Finally, open a shell, change to the Makefile directory, and invoke make:

make -f Makefile.CP2

That should finish the installation of all prerequisites, except for CellProfiler 2 itself. You should then be able to run CellProfiler 2 by downloading it, changing to its source directory, and invoking:

python CellProfiler.py

The Makefile is still a preliminary version that could use some fine-tuning. Below is a list of possible quirks. It should provide good performance in SciPy and NumPy by using ATLAS.

Known Quirks:

  • you have to take care to disable CPU frequency scaling before compilation, else ATLAS can not tune its algorithms for your CPU

  • some paths in the Makefile are absolute towards my home directory. If you get error messages about the path to CellProfiler 2, change the path in the Makefile

  • You need a fairly recent version of gcc. I have used gcc-4.4 by compiling it myself. If you require a Makefile for gcc as well, please contact me.

  • Java is not downloaded or installed automatically. Please download and unpack it yourself, and adjust your JAVA_HOME variable accordingly.

  • MySQL is not downloaded or installed automatically. Please download and install it yourself, and adjust your PATH variable accordingly.
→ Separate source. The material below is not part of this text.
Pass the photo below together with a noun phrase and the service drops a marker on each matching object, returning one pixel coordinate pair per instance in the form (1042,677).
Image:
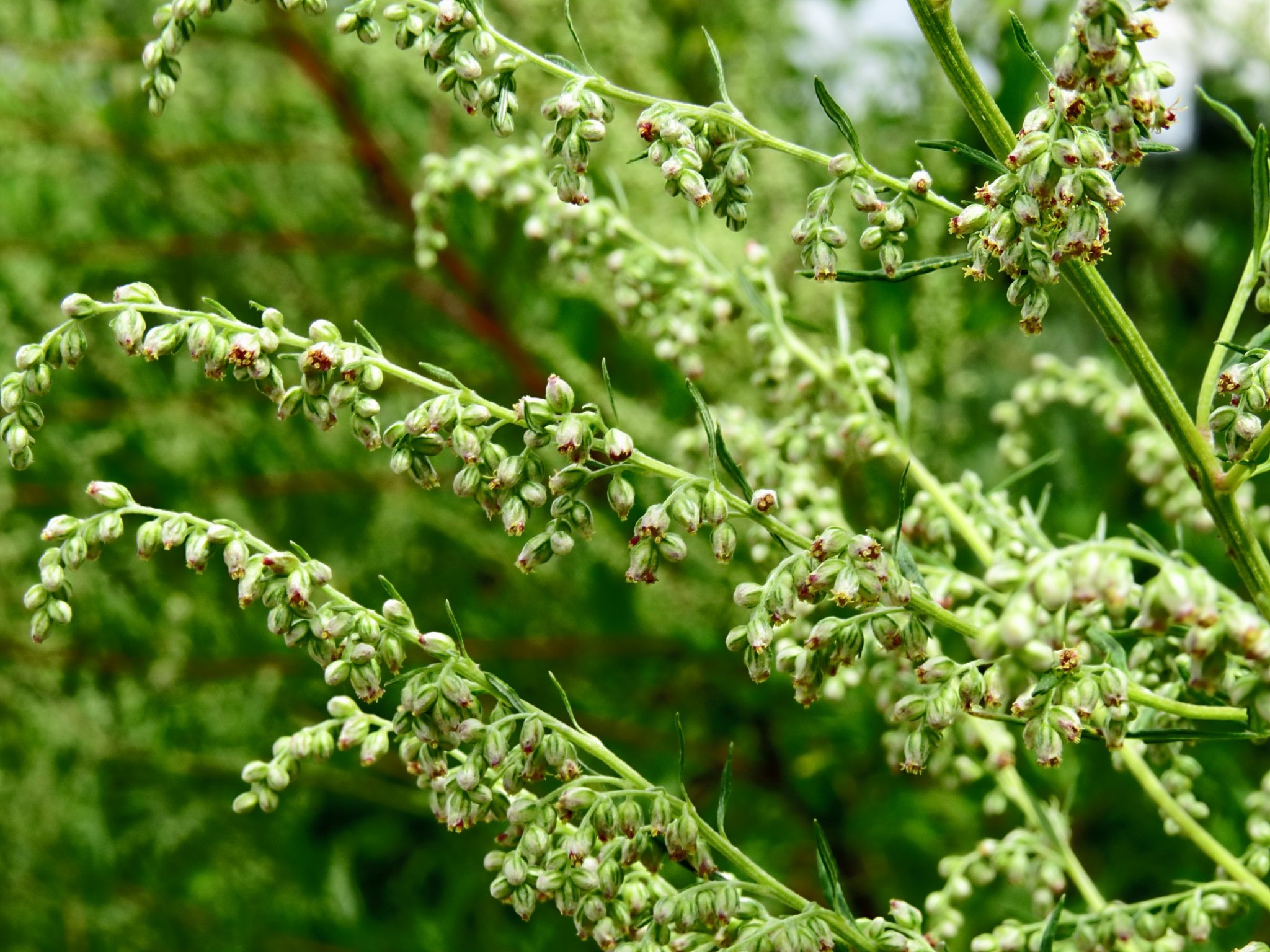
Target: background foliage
(283,174)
I am more than happy about feedback and reports. I would like to improve the Makefile over time, to have a stable and reliable foundation for CP2 installation on a Linux cluster - any help is highly appreciated.

All the best,

Mario Emmenlauer, Biozentrum Basel

1 Like

Hello Mario,

Thanks very much for this. It will come in very handy for new Linux users trying to get CP running on their cluster.

My hope is that eventually, CP’s dependencies will be mature enough that we can use a .deb or .rpm solution, as well. This would be even easier for Linux users.

Hi Thouis,

I would very much like a deb or rpm solution! However, clusters are often hand-crafted by a few admins, so I assume there will be always a need for customization: users to install in their home directory, or admins install in a software tree directory, or very old/very new compiler dependencies etc. Also, some packages like ATLAS can only show optimal performance when compiled on the machine they are used on, since they optimize during compile-time.
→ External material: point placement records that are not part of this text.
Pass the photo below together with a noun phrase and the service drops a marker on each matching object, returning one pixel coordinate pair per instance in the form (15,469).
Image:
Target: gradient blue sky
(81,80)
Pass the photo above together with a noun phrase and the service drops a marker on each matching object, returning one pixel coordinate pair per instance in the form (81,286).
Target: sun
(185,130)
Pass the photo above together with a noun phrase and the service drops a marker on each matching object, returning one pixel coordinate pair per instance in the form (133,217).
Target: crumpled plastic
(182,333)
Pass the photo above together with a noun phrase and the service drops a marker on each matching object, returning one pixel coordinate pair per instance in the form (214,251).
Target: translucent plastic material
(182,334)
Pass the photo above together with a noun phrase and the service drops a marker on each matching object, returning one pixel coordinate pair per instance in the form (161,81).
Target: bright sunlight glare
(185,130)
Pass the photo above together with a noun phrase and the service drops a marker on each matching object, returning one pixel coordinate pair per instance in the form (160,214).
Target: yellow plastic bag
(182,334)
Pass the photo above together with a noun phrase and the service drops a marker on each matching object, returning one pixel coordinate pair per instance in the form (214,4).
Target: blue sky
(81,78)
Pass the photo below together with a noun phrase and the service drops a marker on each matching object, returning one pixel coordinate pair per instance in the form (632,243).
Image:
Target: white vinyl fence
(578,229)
So I hope we can have both in the long run - deb and rpm for desktop users, and a well-crafted compilation for clusters or HPC users.

Hi Mario,

I was wondering if you had tried make file on OpenSusE?

Cheers,
Amos

Hi Amos,
I have not tried it on SuSE or OpenSuSE. But it is quite a generic Makefile, it should work if you have a recent gcc (4.2 or newer preferred) and mysql-development installed. If you try it, please open it with a text editor and check for the paths on your system, mainly the one to the output directory (TGTDIR).
Let me know if you have problems, all the best,
Mario

Hi All!

I’m trying to use this makefile, but i’m having some troubles:

File "<string>", line 1, in <module> zipimport.ZipImportError: can't decompress data; zlib not available make: ** [/home/cglienke/usr/python25/lib/python2.5/site-packages/easy-install.pth] Erro 1

Sorry if my question is stupid, but i’m a little new in Linux world. :blush:

Java and MySql must be instaled before ou after the makefile run?

Thanks!